Probably the most highly regarded of all educational studies is the experiment in class-size reduction begun in 1985 by the state of Tennessee, which offered schools extra funds if they agreed to randomly assign teachers and students to classes of 15 or 22 children. Students in smaller classes enjoyed significant gains in reading and math scores, though gains faded over time. And because the experiment was carried out with such care, the merits of small classes are now widely accepted. Frederick Mosteller, a renowned statistician at Harvard, compared the study to the Salk vaccine trials as a seminal moment in the history of research.
And yet while the polio vaccine trials led to a universal treatment, the class-size trials certainly have not. California was moved by Tennessee's experience to spend billions of dollars hiring new teachers, but the results were much less impressive than Tennes-see's. Partisans of reducing class size blame California's implementation -- too many incompetent teachers hired too fast -- but it may also be that small classes on their own are a less effective treatment than the polio vaccine. Here, too, ideology intervenes, because liberals point to the benefits of reducing class size as proof that more money should be spent on schools, while conservatives who think that money is not the answer point to California's experience. Eric A. Hanushek, a senior fellow at the Hoover Institution at Stanford University and a leading critic of additional school spending, recently wrote, "Despite the political popularity of overall class-size reduction, the scientific support for such policies is weak to nonexistent."
In an essay in January for the Hoover Institution, E.D. Hirsch Jr., founder of Core Knowledge, a whole-school reform model that re-envisions curriculum and structure, wrote that the continuing debate over class-size reduction as well as over whole-school reforms showed that even the most rigorously designed experiments would never cut the Gordian knots. Virtually no study, he wrote, offers a plausible account of why a particular practice does or doesn't raise student achievement, so scholars cannot draw a firm line from specific findings to the reform. And so many variables go into learning, he suggested, that classroom data is inherently ungeneralizable.

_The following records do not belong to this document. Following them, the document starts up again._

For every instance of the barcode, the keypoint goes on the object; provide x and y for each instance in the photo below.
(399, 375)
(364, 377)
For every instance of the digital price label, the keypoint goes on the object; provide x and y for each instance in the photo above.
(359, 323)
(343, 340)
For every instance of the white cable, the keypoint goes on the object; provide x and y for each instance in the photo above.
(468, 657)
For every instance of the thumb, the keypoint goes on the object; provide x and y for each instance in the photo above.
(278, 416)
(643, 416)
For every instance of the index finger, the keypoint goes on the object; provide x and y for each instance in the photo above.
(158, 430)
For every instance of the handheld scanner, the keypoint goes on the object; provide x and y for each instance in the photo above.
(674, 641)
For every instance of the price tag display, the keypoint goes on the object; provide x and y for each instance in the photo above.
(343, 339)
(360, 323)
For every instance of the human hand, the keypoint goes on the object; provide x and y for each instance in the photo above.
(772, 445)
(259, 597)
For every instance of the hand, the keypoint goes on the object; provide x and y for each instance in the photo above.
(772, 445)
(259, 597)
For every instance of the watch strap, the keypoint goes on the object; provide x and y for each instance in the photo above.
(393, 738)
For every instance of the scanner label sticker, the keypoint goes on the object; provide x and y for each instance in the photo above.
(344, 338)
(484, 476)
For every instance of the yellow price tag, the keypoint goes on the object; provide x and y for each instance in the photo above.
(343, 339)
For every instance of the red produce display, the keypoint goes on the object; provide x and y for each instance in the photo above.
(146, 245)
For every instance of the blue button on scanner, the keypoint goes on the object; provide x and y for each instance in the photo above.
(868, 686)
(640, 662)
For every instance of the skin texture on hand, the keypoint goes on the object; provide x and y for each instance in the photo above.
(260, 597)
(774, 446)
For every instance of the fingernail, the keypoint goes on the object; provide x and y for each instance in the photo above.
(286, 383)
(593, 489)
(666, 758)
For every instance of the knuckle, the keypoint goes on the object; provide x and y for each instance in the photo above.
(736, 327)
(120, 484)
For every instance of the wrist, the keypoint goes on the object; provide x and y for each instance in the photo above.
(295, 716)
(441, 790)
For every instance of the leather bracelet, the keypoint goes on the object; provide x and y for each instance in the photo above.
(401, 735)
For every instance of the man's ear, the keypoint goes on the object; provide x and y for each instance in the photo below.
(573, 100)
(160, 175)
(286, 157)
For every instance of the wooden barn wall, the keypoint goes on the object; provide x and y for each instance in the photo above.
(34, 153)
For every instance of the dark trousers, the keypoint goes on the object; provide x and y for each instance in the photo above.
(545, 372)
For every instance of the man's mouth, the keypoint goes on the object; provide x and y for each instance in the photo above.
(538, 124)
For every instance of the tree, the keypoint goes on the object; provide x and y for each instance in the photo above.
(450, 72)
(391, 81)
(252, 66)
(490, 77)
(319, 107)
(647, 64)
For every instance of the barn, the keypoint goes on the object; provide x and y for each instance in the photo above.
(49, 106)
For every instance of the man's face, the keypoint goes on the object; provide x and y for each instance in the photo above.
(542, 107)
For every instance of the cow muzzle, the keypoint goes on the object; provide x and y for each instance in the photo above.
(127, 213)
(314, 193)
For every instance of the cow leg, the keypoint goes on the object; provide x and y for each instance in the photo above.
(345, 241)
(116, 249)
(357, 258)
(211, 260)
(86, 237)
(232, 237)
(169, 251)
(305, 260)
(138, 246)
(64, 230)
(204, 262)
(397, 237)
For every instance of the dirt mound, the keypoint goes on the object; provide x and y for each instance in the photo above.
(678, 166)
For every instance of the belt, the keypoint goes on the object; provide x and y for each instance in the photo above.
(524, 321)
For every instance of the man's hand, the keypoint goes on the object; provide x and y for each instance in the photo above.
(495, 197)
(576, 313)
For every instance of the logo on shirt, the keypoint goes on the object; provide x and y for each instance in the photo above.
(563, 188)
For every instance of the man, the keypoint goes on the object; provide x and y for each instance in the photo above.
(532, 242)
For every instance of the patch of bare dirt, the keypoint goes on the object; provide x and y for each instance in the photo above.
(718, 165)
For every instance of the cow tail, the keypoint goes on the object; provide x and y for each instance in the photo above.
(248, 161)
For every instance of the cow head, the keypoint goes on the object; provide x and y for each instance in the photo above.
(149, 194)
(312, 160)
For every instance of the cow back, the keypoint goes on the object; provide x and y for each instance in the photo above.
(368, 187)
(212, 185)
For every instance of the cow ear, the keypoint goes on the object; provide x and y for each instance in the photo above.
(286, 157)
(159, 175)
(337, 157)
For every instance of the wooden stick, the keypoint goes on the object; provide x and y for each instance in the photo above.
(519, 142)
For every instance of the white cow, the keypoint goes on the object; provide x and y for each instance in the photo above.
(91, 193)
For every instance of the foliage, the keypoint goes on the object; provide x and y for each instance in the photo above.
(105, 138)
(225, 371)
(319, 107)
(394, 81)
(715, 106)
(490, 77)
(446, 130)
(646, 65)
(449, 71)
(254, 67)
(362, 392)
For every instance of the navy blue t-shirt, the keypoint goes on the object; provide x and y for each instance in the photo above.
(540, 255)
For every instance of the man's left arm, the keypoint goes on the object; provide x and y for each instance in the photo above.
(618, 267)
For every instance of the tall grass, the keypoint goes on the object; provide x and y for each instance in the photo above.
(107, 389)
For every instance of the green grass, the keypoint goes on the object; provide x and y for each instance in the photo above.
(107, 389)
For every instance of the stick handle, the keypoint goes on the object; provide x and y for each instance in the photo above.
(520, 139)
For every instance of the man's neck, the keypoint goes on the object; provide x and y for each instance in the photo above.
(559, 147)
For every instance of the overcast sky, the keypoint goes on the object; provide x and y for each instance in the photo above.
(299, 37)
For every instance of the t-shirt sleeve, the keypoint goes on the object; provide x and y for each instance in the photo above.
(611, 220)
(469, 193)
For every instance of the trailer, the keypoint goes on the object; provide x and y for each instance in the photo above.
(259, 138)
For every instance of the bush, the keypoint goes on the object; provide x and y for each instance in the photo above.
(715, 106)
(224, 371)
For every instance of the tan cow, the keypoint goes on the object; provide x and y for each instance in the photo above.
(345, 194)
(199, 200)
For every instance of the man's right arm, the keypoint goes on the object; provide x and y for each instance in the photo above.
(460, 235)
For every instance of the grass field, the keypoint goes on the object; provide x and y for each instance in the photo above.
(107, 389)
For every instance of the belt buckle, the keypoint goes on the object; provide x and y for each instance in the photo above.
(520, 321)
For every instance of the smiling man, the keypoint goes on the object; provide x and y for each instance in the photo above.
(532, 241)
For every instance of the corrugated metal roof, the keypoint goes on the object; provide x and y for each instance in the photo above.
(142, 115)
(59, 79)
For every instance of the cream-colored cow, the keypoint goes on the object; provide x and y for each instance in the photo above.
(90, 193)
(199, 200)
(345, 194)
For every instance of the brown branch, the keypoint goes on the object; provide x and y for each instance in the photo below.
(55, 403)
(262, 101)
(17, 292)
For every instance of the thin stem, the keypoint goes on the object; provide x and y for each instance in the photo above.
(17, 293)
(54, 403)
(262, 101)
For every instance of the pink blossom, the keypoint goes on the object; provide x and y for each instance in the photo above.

It may be that the wish for an objective answer to the question of what works in education is a will-o'-the-wisp. It may not be possible to remove the elements of subjectivity, of values, of differing conceptions of the good, which make education different from medicine (itself not value-free, of course). Why, in fact, would anyone wish to? Education is an ineluctably moral act. At the same time, we could attain a great deal more clarity than we have now about the effectiveness of the torrent of practices and theories washing all around us. Perhaps we will simply have to accept the fact that research will help us decide what is best but will never make those decisions for us.
James Traub is a contributing writer for The Times Magazine.